Why SEO May Count for Conversions More often than you think
At SEO Inc. we measure success based on three factors: rankings, traffic and conversions – conversions of course being the most important indicator of success. I mean, it is the main thing you are trying to achieve online right?
Interestingly, seo in many cases delivers more conversions than it is given credit for, especially when a business has a long consumer purchase process. Let’s take a moment to consider why. We will create an example from the consumer perspective.
Image you are looking for a diamond ring. You begin your search for the perfect ring by utilizing Google. You perform a few searches such as:
- Diamond Rings
- Best Diamond Rings
- Engagement Rings
The search results provide you with a variety of top brands that sell the product. Over the next couple weeks you browse these websites, perform a few more searches and then finally decide on the ring you want to buy.
Now when you started the search you weren’t ready to make the purchase. Because of this, months go by. But then you have enough money, go back to the website and purchase the ring. But how did you go back to the website? Well, this time you didn’t do a Google search for it. You already knew the website you wanted to buy from so you simply became a direct visit. Or maybe you did one last browse on site that rates diamond rings. Finally, you clicked a link back to the site you originally found through search.
The issue is, if it weren’t for the websites high search rankings for the non-branded term in the first place, you may have never became a customer.

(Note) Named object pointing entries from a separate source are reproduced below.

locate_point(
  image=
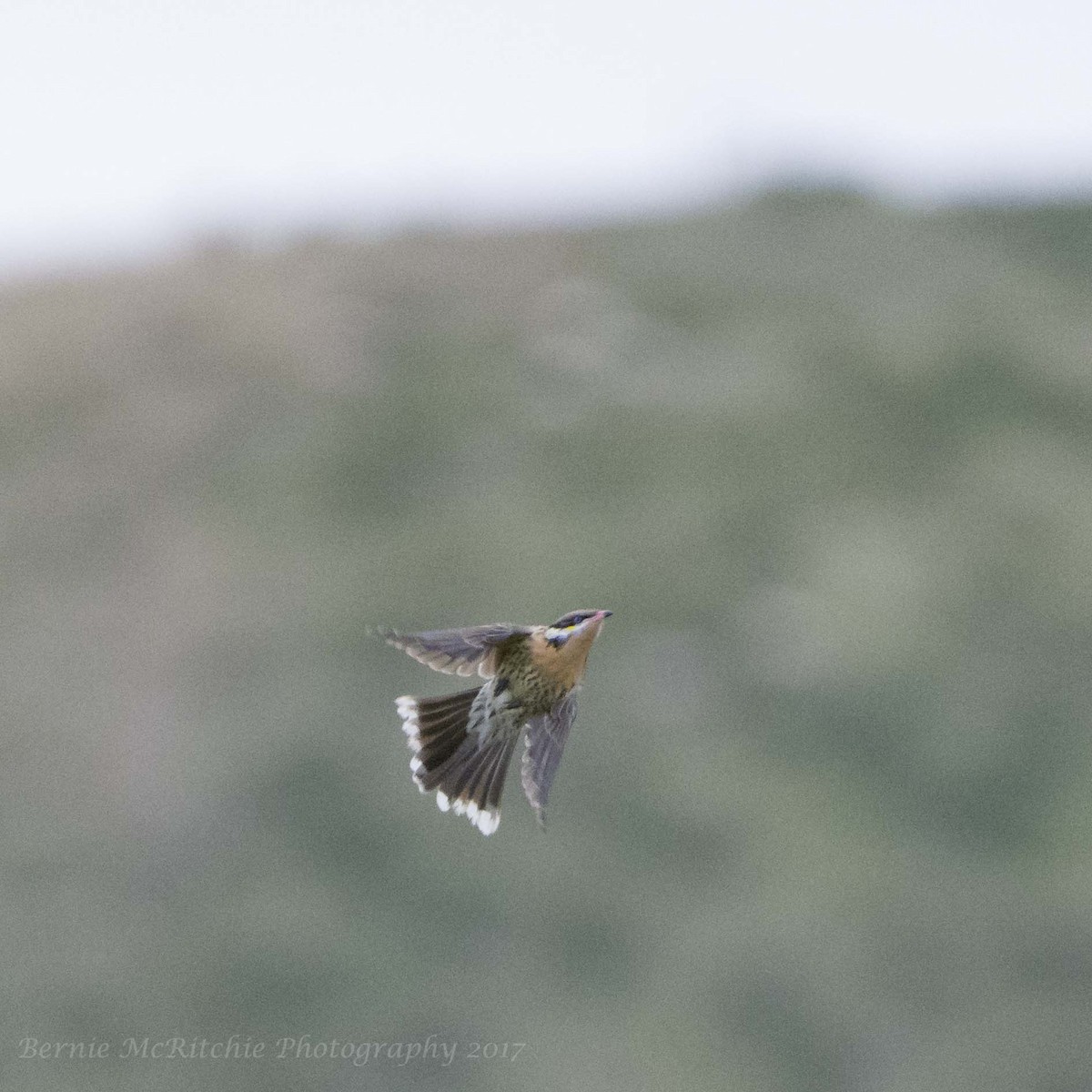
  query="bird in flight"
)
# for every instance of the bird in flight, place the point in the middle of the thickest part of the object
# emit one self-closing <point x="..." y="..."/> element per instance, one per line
<point x="463" y="743"/>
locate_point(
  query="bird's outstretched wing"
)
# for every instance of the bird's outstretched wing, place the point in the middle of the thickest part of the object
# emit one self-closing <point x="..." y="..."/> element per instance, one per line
<point x="457" y="651"/>
<point x="546" y="736"/>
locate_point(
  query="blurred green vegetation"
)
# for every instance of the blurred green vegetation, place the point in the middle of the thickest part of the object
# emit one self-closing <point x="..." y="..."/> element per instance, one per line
<point x="824" y="822"/>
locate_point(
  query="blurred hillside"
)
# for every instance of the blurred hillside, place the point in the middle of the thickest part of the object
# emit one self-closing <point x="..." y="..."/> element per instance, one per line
<point x="824" y="820"/>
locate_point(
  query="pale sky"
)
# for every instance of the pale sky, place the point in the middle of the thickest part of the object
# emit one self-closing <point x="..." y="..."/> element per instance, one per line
<point x="128" y="126"/>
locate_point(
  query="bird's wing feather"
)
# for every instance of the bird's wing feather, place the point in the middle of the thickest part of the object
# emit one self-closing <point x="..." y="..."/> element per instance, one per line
<point x="546" y="736"/>
<point x="457" y="651"/>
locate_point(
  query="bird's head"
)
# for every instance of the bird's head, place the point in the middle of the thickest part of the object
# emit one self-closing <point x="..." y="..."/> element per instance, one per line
<point x="580" y="623"/>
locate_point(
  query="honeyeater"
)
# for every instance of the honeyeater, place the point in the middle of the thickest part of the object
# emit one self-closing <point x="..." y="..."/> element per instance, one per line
<point x="463" y="743"/>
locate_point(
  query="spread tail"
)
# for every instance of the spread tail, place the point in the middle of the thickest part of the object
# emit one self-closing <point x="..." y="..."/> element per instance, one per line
<point x="465" y="768"/>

Here are some things to consider on this from Google.
AdWords cookies expire 30 days after a customer’s click, while Analytics uses a cookie that lasts six months to two years. That means if a customer completed a conversion 31 days after clicking on an AdWords ad, the conversion wouldn’t be recorded in AdWords but would be in Analytics.
While this is true, keep in mind a user can always clear cookies in their browser. This would mean that the tracking method would be deleted and the goal would not be attributed to the first visit.
Referrals and organic searches can steal conversions from AdWords and vice-versa, as Analytics attributes the conversion to the last source.
I search for diamond rings and find your site and the ring I want. 6 months later I am browsing the internet and find a great review of the ring on another site. I click a link they have and visit the same site and convert. Google will attribute that conversion to the referring site. Where is the credit for search!